As the clear frontrunner, the debate was Rahm Emanuel’s to lose. Since he lost neither the debate, nor his famous temper, he probably won, though the others clearly held their own.
City Clerk Miguel Del Valle scored points on education. Former U.S. Sen. Carol Moseley Braun was constantly on the attack. And former Chicago Board of Education president Gery Chico was long on specifics.
The candidates arrived at Tribune Tower for the first face-to-face meeting of major candidates Friday morning, placing all four on the same stage, with the same footing.
The candidates all were smiling and shaking hands when they got there, but when they sat down at the table, the gloves came off.
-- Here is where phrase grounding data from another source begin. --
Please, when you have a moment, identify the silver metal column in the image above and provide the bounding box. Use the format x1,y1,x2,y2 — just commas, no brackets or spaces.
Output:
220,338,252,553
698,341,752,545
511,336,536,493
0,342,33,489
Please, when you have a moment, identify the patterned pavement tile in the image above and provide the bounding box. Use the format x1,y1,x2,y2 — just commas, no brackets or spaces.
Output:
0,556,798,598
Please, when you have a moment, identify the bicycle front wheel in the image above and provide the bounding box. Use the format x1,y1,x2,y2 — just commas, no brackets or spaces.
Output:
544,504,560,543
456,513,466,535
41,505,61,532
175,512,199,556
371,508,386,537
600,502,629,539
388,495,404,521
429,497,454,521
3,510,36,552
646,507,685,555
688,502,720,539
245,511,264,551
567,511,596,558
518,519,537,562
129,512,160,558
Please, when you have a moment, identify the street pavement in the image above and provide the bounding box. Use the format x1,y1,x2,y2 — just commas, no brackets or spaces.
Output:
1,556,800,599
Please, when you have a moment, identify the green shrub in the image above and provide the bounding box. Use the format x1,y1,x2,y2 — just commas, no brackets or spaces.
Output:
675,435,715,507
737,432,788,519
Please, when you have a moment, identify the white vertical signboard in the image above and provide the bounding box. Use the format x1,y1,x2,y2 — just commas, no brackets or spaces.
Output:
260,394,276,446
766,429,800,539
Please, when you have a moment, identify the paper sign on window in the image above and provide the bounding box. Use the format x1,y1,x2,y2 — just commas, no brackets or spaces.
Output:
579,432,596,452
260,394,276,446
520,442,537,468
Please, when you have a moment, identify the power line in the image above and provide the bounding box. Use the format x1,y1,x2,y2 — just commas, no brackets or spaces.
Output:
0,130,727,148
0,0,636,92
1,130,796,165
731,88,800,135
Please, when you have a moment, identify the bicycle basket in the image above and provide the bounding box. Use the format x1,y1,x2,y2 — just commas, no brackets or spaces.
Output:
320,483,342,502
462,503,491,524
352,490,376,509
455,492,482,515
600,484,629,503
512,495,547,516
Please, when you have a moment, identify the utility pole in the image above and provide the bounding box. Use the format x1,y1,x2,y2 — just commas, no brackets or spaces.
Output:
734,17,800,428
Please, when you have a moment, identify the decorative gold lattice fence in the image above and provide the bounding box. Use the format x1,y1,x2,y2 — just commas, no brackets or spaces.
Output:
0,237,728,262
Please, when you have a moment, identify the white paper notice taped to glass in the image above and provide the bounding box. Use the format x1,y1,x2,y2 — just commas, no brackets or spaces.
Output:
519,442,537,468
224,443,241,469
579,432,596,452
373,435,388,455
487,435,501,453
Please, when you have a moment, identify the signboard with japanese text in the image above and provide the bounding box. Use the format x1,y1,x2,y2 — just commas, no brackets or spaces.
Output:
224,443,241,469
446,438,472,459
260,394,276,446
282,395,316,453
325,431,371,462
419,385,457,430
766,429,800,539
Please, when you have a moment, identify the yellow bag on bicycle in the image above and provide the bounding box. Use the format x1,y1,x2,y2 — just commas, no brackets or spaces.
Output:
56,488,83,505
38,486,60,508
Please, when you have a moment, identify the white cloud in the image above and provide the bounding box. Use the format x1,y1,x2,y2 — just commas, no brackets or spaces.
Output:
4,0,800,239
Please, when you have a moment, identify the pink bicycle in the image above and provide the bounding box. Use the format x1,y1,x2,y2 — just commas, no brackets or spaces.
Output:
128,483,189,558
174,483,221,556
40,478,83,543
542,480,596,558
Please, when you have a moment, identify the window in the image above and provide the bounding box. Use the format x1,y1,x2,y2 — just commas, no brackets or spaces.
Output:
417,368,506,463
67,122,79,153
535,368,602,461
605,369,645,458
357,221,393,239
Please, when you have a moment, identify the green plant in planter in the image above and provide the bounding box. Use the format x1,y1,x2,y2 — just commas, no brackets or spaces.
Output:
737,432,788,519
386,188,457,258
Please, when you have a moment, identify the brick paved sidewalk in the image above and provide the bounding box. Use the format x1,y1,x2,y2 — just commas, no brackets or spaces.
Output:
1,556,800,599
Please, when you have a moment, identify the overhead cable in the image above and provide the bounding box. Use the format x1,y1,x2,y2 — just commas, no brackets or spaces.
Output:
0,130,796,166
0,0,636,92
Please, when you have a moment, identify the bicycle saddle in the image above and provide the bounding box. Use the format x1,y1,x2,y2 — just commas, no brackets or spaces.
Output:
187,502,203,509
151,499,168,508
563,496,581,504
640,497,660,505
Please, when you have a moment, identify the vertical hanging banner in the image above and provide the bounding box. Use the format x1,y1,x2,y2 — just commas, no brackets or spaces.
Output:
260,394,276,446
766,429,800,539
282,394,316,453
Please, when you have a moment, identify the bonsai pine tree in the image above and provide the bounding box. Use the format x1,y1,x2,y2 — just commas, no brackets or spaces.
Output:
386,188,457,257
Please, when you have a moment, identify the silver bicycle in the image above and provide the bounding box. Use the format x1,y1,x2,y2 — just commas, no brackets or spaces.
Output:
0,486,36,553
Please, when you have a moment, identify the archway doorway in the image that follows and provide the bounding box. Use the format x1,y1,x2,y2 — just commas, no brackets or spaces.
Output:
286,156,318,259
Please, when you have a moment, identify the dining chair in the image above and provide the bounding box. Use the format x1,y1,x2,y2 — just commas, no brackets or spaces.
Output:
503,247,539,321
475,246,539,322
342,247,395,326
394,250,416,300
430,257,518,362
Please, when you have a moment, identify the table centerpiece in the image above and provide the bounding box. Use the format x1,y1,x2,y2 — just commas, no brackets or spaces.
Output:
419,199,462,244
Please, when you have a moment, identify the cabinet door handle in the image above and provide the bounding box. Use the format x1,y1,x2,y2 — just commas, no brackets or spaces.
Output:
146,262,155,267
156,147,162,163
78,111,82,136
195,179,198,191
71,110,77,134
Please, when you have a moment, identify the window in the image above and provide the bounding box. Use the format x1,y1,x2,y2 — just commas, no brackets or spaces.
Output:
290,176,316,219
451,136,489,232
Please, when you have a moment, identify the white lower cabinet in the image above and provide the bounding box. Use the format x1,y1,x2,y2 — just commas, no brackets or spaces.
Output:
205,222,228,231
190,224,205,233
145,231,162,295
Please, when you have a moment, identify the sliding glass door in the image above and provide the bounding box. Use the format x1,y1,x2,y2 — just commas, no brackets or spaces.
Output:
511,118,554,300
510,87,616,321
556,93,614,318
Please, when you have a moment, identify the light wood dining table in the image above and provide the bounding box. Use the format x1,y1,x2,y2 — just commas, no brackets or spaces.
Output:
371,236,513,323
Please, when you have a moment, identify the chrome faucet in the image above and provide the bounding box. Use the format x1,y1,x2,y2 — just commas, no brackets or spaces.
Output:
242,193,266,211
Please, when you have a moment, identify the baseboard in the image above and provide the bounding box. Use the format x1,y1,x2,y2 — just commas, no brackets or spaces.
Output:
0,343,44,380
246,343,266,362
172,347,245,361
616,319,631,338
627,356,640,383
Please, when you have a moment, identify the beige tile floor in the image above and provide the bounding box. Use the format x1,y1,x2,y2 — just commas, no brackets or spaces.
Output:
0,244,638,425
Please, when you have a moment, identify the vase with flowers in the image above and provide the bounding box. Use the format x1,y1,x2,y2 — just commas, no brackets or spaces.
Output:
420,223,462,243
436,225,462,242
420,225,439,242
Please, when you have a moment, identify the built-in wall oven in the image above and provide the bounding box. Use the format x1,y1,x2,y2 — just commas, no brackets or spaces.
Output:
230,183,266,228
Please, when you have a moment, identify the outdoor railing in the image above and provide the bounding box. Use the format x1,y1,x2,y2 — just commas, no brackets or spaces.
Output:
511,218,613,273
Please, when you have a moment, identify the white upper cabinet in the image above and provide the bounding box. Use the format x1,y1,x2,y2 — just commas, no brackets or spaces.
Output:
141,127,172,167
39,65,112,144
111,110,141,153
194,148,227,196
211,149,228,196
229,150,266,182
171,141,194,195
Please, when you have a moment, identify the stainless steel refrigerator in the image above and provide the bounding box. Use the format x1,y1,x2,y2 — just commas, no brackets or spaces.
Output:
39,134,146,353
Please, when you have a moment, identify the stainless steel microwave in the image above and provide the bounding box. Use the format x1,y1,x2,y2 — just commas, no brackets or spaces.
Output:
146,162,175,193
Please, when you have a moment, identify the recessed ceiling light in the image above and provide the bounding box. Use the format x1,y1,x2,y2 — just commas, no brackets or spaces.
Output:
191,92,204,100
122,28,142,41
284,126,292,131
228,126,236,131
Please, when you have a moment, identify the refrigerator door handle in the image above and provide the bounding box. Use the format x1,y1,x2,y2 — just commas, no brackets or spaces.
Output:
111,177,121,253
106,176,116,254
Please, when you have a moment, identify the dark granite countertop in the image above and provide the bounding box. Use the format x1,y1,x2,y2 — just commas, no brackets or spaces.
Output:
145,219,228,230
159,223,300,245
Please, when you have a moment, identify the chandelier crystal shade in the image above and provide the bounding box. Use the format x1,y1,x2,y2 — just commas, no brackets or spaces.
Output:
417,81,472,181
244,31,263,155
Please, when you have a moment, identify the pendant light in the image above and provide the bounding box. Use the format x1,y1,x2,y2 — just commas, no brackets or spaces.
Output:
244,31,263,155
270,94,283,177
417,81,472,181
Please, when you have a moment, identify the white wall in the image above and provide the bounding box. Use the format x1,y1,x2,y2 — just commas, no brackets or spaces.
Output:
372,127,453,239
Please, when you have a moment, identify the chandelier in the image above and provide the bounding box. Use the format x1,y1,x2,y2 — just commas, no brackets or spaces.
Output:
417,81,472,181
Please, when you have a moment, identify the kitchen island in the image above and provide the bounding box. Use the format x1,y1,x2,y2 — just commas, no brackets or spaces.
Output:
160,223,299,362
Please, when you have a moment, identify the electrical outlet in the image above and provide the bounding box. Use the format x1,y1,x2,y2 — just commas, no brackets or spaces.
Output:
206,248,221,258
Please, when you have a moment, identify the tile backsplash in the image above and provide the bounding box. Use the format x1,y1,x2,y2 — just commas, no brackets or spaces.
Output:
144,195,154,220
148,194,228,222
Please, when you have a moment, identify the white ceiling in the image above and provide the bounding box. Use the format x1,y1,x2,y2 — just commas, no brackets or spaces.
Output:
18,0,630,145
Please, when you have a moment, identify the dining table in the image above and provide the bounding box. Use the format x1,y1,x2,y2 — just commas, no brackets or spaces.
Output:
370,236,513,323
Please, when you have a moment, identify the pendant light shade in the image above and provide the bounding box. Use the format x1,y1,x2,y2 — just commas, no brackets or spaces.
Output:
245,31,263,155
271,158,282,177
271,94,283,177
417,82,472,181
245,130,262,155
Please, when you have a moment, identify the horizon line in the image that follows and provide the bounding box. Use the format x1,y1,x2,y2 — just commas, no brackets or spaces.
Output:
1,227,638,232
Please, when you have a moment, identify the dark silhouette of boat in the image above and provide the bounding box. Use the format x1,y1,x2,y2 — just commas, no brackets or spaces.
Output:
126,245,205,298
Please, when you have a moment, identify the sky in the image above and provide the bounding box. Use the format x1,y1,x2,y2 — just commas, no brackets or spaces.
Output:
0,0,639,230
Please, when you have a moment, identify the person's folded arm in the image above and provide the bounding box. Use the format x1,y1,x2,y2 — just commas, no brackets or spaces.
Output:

Chico pointed the finger at Emanuel – a former board member at mortgage giant Freddie Mac – for the national housing crisis.
But he certainly wasn’t the only one going after Emanuel, the frontrunner in the race to succeed Mayor Richard M. Daley.
“Well, yeah, since Rahm is sitting in the hot seat, yeah I may as well pile on here,” Braun said at one point.
Chico also hit Emanuel on his proposal to reduce retirement benefits for existing city employees in order to cut pension costs.
“We shouldn’t be taking lazy ways out by saying I’m gonna change this, change that, flippantly,” Chico said. “We don’t need a Washington way to come in here and crush down people.”
Asked if he felt like it was a tag team match against him, Emanuel said, “No … as I believe, we’re not, I’m not about attacking each other, let’s attack the problems facing the city of Chicago.”
The debate found the candidates talking nearly as much about style as they did about substance.
Braun chided Emanuel over stories that he once sent a pollster a dead fish for being late delivering poll results and news reports that he once told staffers to “Take the tampons out and get to work.”
“The question is one of temperament. This city’s the city of big shoulders, and we’re considered to be tough Grabowskis and all of that but we’re not, you know, mean-spirited and nasty,” Braun said. “Temperament is a very important thing. If you’re sending dead fish to people, I mean, come on.”
The candidates also went after Emanuel’s perceived dictatorial leadership style.
“I accused him of rolling over people and steam-rolling people. And I just don’t think that’s the way you get to a point in Chicago of accomplishing things,” Chico said. “I don’t want to see that kind of activity lead to a transit strike, a teachers’ strike, the garbage not being picked up.”
For his part, Emanuel said, “I think the public will make an evaluation of who’s the best candidate with the best ideas and the strength of character to see through the changes that are necessary for our city.
The toughest exchange was between Emanuel and Chico on ethics issues. Emanuel accused Chico of parlaying his school board connections into lucrative lobbying contracts.
Chico claimed Emanuel was asleep at the switch when the mortgage crisis exploded while he was a member of the board at Freddie Mac.
In a common theme for Emanuel’s opponents, del Valle criticized him for skipping community forums the other three candidates have attended.
“I’ve been to eight community forums and you’ve been to none. When are you going to start talking to the neighborhoods?” del Valle asked.
All four top candidates are scheduled to attend their first joint public forum on Monday night on WTTW-TV.